Speaker: Dr. Danica Adams
Affiliation: Earth, Planetary, and Space Sciences, UCLA
Date: Wednesday, April 29, 2026
Time: 12:00 PM
Abstract
Early atmospheric chemistry and climate play an important part in what worlds have liquid water and how life could emerge, but preserving evidence for this over geologic time often presents a challenge. Compared to Earth, which undergoes continuous erosion by plate tectonics, Mars offers a superb window into its earliest history, preserved right on its surface, and is therefore an excellent case study for planet evolution. What we learn here can extend to other planets in the solar system, the early Earth, Venus, and even outside the solar system at exoplanets.
Extensive surface evidence suggests Mars once hosted large volumes of liquid water, implying a warmer climate sustained by a thicker atmosphere than present day. Previous studies propose that CO2-dominated atmospheres enriched with H2 or CH4 could have driven warming, though such gases exhibit short atmospheric lifetimes. This talk will first present a novel explanation for sustaining warm climates up to 40 million years: hydrogen release through crustal hydration. Evidence of atmospheric climate and redox transformations may remain preserved on the surface and in meteorites. To test our hypothesis, we show that deposits measured by Mars Science Laboratory and isotopic fractionation measured in meteorites can both be explained photochemically under specific climates and atmospheric redox states. We also present predictions of isotopic signals under different climate and redox states that Mars Sample Return missions should search for.
Like Mars, Venus may have also experienced large climate changes during its evolution too. Modern Venus is a hot, arid environment, yet the possibility of an early cool, habitable phase remains unresolved. The talk will explore when sulfuric acid hazes in Venus’ history could have sufficiently cooled the planet to allow surface rainfall. This scenario may be testable using NASA’s upcoming Habitable Worlds Observatory (HWO), which will observe exoplanets with Venus-like characteristics.

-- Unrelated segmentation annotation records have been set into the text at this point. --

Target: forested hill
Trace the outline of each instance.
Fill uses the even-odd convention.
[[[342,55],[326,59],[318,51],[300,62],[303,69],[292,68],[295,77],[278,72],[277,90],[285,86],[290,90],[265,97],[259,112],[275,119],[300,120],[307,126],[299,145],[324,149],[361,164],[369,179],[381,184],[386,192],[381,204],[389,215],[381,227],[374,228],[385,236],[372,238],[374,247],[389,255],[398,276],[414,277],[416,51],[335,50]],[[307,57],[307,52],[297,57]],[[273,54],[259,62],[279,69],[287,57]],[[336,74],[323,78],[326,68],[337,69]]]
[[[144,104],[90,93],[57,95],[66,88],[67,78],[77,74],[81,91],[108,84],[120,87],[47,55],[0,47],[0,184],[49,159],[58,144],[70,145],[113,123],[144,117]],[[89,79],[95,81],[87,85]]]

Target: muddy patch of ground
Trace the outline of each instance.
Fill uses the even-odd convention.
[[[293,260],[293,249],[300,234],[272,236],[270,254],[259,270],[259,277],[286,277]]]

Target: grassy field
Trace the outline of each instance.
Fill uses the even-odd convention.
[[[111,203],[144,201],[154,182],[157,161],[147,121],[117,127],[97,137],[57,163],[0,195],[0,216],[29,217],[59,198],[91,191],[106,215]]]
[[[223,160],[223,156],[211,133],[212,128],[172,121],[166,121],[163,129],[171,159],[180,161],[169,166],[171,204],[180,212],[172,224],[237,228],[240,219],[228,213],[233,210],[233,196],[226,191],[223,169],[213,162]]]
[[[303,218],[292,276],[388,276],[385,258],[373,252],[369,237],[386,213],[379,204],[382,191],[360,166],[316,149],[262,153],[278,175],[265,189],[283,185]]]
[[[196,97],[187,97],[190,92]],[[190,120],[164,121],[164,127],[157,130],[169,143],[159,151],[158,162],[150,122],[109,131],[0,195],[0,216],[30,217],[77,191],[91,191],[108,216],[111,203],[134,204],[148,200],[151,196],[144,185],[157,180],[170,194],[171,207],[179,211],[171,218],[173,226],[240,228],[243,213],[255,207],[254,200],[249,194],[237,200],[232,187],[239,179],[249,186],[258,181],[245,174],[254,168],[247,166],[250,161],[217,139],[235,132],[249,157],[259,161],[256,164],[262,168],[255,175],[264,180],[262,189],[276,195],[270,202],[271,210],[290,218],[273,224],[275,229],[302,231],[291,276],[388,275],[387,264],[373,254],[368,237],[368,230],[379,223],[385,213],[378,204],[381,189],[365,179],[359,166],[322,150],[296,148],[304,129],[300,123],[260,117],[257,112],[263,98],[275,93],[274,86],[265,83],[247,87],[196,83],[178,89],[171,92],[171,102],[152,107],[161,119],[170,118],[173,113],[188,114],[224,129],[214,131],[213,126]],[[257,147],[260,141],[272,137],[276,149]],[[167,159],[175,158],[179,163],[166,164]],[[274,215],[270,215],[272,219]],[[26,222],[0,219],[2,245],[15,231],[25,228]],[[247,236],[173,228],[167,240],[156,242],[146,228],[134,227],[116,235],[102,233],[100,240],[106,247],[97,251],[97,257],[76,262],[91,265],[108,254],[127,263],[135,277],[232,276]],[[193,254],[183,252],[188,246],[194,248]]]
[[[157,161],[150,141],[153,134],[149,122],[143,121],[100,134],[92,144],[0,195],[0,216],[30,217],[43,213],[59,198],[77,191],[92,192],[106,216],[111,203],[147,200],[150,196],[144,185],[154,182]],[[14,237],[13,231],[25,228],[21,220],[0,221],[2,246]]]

While HWO’s launch lies years ahead, exciting exoplanet data have already been measured with JWST, Hubble, and Spitzer. When we observe planets also influences their chemistry, and the presentation will explain a new hypothesis for missing methane at warm Neptunes. The talk also highlights ongoing efforts to develop modeling tools to interpret future data, including microphysics and 3D dynamics. These analyses aim to refine atmospheric interpretations and advance our understanding of planetary evolution across diverse environments.